The theory is that when we inhale these anions and they get into our bloodstream, these negative ions create a cascade of biochemical reactions which increase the blood level of serotonin, a powerful stress- and depression-relieving substance and one which improves energy levels.
The science behind negative ions
You know how pristine beaches, cool mountain air and windy panoramic views make you feel, right? There’s nothing quite like it inside the four walls of your home, no matter how beautiful your abode may be. What could have spelled the difference? Well, apart from the wondrous sights and sounds of the great outdoors, the distinguishing elements are negative ions -- negatively-charged particles which are circulating at levels of around tens of thousands as against the measly hundreds or even flat zeros that are found indoors.
How are negative ions created?
- Sunlight, radiation, the pounding of water and the currents of air are all said to break apart molecules in nature so that these molecules either lose or gain an electrical charge. Dr. Michael Terman, PhD, ion researcher at the Columbia University in New York, explains it this way: “The action of the pounding surf creates negative air ions and we see it immediately after spring thunderstorms when people report lightened moods.”
- Negative ions are also generated by certain minerals such as Tourmaline and Germanium.
- They can also be generated artificially, hence the proliferation of ionizers and ionizing technology in air and water filters, air conditioners and air fans.
Another evidence of the existence of anions is the prevalence of depression during winter when people are forced to stay in anion-deprived situations that is, indoors almost 24/7. Columbia University studies show that negative ion generators have as much anti-depressant effects as anti-depressant drugs.
There are said to be 5,000 studies to date on negative ions and they are all available online for all and sundry to investigate.
How anions purify indoor air:
Nearly all particles suspended in the air -- minute dust, dust mites, etc. -- have a positive charge.

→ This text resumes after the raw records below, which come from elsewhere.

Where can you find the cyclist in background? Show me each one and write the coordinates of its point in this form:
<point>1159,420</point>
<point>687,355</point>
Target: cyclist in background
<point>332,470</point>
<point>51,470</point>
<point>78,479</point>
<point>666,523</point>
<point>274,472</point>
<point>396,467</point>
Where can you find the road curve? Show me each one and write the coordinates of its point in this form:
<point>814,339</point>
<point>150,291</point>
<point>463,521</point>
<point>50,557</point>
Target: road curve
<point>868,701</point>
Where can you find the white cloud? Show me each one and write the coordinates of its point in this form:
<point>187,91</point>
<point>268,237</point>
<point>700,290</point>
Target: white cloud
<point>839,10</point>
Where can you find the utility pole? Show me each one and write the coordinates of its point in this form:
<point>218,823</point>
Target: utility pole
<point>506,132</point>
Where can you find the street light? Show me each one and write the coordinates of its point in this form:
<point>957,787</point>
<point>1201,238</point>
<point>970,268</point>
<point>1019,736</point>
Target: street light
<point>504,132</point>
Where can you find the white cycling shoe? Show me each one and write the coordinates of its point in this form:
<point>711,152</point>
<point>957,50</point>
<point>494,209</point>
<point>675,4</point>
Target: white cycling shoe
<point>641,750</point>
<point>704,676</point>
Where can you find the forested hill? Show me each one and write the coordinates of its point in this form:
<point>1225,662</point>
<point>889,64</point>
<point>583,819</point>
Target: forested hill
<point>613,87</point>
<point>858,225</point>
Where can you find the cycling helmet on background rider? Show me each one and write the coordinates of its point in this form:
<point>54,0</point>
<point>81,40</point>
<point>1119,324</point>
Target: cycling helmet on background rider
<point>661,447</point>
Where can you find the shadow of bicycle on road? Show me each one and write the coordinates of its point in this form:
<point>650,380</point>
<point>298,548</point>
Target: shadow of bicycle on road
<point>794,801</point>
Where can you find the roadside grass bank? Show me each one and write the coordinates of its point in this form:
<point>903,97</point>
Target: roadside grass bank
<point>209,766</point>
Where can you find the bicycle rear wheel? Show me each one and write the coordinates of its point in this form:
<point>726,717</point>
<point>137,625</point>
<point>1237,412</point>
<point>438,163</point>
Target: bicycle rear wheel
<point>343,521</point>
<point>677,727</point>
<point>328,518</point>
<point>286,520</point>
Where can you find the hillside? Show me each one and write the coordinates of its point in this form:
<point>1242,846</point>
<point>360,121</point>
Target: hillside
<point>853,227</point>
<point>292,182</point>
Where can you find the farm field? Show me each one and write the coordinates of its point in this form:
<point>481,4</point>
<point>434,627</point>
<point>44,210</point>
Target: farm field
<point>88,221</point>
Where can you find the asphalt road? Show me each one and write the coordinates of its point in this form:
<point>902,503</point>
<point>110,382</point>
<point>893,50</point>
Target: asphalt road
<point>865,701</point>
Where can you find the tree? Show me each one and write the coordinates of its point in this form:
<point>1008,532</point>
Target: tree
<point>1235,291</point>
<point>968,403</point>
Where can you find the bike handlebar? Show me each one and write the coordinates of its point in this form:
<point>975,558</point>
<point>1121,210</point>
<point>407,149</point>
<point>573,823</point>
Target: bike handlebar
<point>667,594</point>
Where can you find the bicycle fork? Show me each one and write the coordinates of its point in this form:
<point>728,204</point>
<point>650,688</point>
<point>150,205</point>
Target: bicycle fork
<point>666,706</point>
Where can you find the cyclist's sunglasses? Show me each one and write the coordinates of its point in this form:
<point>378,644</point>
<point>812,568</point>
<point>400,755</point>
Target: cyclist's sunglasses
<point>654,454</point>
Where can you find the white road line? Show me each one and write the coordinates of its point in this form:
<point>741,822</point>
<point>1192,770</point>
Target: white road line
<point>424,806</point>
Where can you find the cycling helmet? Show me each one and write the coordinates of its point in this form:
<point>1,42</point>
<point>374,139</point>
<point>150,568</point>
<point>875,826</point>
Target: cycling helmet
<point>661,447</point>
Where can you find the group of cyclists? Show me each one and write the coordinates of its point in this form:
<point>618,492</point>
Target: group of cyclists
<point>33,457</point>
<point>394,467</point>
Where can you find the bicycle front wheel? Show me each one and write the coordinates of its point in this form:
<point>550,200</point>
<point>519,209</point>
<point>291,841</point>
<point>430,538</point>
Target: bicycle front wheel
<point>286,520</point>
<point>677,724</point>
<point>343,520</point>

When there are negative ions present in the air -- either naturally existing or generated by ionizing devices -- the positive and negative ions bind to each other and the union becomes too heavy to float on air so that they settle on the floor, making them easy to sweep off or vacuum out.
As of the present, I have heard of fans, air conditioners, refrigerators and washing machines which generate negative ions. I have also come across tourmaline wristbands which emit anions. If you are a maker or seller of any of these items, I would be willing to review them here. Please drop me a note via my Contact page.
I still maintain, though, that the best way to get our dose of anions is to hit the beach, hike up the mountain or breathe in the fresh, cool air of the great outdoors. Experts suggest that for optimum health, we have to spend at least an hour each week in naturally anion-rich places. It’s free, and it comes with other sensory delights as well.